Recognizing the need for Universal Recording to have a location closer to downtown Chicago, Putnam took over the studios on the 42nd floor of the Chicago Civic Opera Building at 20 Wacker Drive in Chicago. He struck a deal with the Harmonicats to help facilitate a recording session and record release in exchange for a portion of the sales of the record. His use of the building's bathroom as an echo chamber for the recording of "Peg o' My Heart" was the first artistic use of artificial reverb in a popular song. The song sold 1.4 million copies and gave Universal Recording Corp. a big boost in income and new business.

Universal Recording soon became the hotspot for the Chicago music business. Such artists as Patti Page, Vic Damone and Dinah Washington came through the doors; Al Morgan's "Jealous Heart" sold a million copies on the in-house Universal Records label.

In 1949, Universal Recording was granted a patent for "Double Feature", a method for putting two songs on each side of a 10-inch record. The technology was developed by Cook Records in New York and exclusively licensed to Universal Records.

=== Walton Street ===
In 1955, Putnam built Universal Studios a new 15,000 square foot facility at 46 E. Walton Street. Putnam's company quickly became Chicago's largest independent recording studio, hosting sessions for artists from Chicago blues labels such as Vee-Jay, Mercury and Chess. Putnam and his studio's reputation grew quickly thanks to work with blues artists such as Muddy Waters, Willie Dixon, Bo Diddley, Little Walter, and Chuck Berry, and jazz artists like Count Basie, Stan Kenton, Sarah Vaughan, Dizzy Gillespie, Ella Fitzgerald, Little Walter, and Duke Ellington, who said Putnam was his favorite engineer. Putnam's period at Universal saw a number of 'firsts' for the recording industry, including the first use of tape repeat, the first vocal booth, the first multiple voice recording, one of the first to use 8-track recording (preceded by Les Paul and Tom Dowd), the first use of delay lines in the studio, and the first release, in 1956, of half-speed mastered discs (on the Mercury label.)

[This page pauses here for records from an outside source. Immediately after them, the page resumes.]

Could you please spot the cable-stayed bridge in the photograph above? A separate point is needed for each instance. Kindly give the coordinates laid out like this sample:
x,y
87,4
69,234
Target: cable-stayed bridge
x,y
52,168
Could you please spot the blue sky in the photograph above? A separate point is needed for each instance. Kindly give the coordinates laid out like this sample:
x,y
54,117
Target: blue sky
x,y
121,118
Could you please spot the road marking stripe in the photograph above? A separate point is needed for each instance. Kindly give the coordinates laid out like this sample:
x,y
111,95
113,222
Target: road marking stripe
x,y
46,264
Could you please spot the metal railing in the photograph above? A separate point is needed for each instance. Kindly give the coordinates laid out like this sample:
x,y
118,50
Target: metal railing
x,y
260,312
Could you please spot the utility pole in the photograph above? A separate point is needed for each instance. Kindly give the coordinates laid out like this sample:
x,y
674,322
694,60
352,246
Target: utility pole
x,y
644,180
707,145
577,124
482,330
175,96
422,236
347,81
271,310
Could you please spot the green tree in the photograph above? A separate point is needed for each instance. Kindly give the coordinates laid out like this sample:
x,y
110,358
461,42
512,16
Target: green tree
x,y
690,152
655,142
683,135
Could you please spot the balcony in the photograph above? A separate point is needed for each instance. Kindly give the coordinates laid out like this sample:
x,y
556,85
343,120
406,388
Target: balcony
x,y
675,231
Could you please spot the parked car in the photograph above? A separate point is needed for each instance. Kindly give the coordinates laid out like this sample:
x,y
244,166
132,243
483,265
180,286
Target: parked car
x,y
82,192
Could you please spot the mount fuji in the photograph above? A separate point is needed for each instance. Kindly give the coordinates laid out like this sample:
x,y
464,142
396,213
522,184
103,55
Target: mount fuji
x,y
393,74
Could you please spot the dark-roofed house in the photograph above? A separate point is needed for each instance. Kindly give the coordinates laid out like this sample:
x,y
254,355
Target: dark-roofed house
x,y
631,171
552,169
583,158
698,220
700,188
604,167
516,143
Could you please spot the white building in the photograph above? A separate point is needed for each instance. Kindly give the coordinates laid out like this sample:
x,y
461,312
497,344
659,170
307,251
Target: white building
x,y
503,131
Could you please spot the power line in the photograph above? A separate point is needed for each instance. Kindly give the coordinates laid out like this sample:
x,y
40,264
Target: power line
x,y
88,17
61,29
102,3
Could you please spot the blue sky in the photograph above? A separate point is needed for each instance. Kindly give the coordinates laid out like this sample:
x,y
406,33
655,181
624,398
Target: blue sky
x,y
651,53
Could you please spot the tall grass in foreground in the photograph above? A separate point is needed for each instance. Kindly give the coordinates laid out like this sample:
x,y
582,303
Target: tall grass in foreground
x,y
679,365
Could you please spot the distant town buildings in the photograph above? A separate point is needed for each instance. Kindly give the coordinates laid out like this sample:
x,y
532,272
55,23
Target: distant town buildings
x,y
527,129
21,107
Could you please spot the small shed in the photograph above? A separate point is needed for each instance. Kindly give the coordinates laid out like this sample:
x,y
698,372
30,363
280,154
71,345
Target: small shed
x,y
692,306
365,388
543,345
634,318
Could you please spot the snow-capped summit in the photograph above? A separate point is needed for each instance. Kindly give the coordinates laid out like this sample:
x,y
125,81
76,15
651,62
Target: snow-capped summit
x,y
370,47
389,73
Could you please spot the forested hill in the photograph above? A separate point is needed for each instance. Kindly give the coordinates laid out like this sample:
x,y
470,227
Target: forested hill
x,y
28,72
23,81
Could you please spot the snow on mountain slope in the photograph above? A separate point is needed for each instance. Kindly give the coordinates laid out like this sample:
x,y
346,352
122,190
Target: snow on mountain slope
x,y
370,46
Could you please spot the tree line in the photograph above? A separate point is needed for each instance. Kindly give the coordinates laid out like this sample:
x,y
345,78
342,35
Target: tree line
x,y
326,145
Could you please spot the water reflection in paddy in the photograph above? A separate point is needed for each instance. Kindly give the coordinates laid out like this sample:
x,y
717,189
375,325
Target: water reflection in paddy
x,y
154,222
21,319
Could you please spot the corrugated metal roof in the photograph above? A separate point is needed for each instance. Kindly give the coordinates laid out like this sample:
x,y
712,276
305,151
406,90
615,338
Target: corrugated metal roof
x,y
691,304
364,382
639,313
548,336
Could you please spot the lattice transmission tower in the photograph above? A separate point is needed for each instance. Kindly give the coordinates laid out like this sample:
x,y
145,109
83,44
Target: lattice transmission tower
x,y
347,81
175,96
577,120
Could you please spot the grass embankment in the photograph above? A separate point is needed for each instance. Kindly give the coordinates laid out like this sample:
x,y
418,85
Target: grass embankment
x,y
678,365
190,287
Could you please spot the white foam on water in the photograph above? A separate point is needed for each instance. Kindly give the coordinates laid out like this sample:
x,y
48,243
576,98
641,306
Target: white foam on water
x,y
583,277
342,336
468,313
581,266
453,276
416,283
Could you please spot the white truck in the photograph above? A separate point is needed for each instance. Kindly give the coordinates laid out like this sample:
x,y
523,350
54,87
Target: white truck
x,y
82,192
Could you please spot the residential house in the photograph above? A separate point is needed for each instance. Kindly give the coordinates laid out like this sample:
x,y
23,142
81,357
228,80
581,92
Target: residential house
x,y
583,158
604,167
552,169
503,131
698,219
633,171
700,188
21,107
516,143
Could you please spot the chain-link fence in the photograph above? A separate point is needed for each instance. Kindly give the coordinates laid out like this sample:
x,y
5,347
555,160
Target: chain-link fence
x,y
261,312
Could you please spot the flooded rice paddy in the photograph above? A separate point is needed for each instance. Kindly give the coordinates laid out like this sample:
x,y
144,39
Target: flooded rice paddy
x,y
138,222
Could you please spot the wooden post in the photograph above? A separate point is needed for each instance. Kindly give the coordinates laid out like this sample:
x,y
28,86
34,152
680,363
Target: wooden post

Universal Recording was the most advanced and largest independent recording facility in the country. Producers and arrangers such as Nelson Riddle, Mitch Miller and Quincy Jones grew to prefer the studio for their big band and orchestral recordings. Engineer Bruce Swedien began working for the studio. In 1957, Putnam sold his interest in Universal Recording and moved to Hollywood, where he established United Recording Corp. Upon Putnam's departure, Bernie Clapper became President of Universal Recording Corporation.

By 1967, Universal was operating five studios 24 hours a day, and began a $1 million 26,000 square foot expansion of four additional studios and more. Murray Alan became President of Universal Recording in the early 1970s. At its peak, Universal Recording Corporation employed over 400 people. In 1989, the Walton Street building was sold, and Universal Recording moved to 32 West Randolph Street. It closed for good shortly afterwards.